# Equipment?



## Abbey (Nov 29, 2012)

I don't know if anyone on this forum has bought from any hog equipment suppliers but I am looking for a good company to go through in the Northeast states. I am looking for hog panels, feeders, and a ramp. Possibly a holding pen/chute. Having trouble locating hog farmers that can recommend anyone.


----------



## ourflockof4 (Nov 30, 2012)

Have you done a Google search yet? Most farm store will have panels. If you are looking for a truck load of them though then that would open you up to talking directly to manufacturers. For feeders though I would look at Farmtek, maybe find an Osborne dealer? Local feed store?

I'm assming your only looking for a couple and not enough for a new 5,000 head building? Your probably not going to find a local company that has everything you are looking for. All of my feeders have come from local farm auctions, I make my waterers with nipples from the local farm store and Farmtek, and got my panels from the farm store also. 

I'm sure google can find you someone who make chutes also. Most of us small time guys would grab either a hammer and some boards, or some steel and a welder and throw one together.
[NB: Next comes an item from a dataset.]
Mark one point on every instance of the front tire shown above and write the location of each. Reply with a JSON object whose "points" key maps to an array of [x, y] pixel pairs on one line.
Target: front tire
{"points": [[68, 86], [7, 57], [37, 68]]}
Honestly, google is your friend. I don't know what you actually need.


----------



## secuono (Nov 30, 2012)

TSC and random farm stores have cattle/hog panels, all are fairly similar. It's price that might be different. 
As for troughs, I use the round rubber ones and the hard plastic goat ones, they are doing fine. But I have meat PB pigs.


----------



## Abbey (Dec 3, 2012)

Thank you. Yeah, we aren't going to have many pigs. I would rather do it the old fashioned way with wood and nails but I have to at least present my boss with the higher cost option. But google hasn't turned up much. Found feeders/watering equipment and farrow but no hog panels (Im just looking for solid metal) or loading chutes. But I will look at local farm supply companies. Thank you!


----------



## ourflockof4 (Dec 3, 2012)

www.qcsupply.com/hog-feeders?gclid=CLPHx9Do_rMCFelDMgodLCAA9A

www.osbornelivestockequipment.com

www.farmtek.com/farm/supplies/cat1;ft1_livestock_equipment;ft1_livestock_watering_equipment.html

www.hogslat.com

I found those in about 30 seconds with google.

Solid metal panels? A lot of guys use 26ga liner panel to line their chutes ($1.70/ft, 3' wife panels) Or do you want steel plate? For steel plate talk to a local welding or fabrication shop.

you may need to copy and paste the links


----------



## Cornish Heritage (Dec 10, 2012)

We use the black flexible rubber bowls for feeding as they are pretty much indestructible. 

We did get a couple of hog feeders (small ones) for the mamas with their babies but they have practically destroyed them!

Liz


----------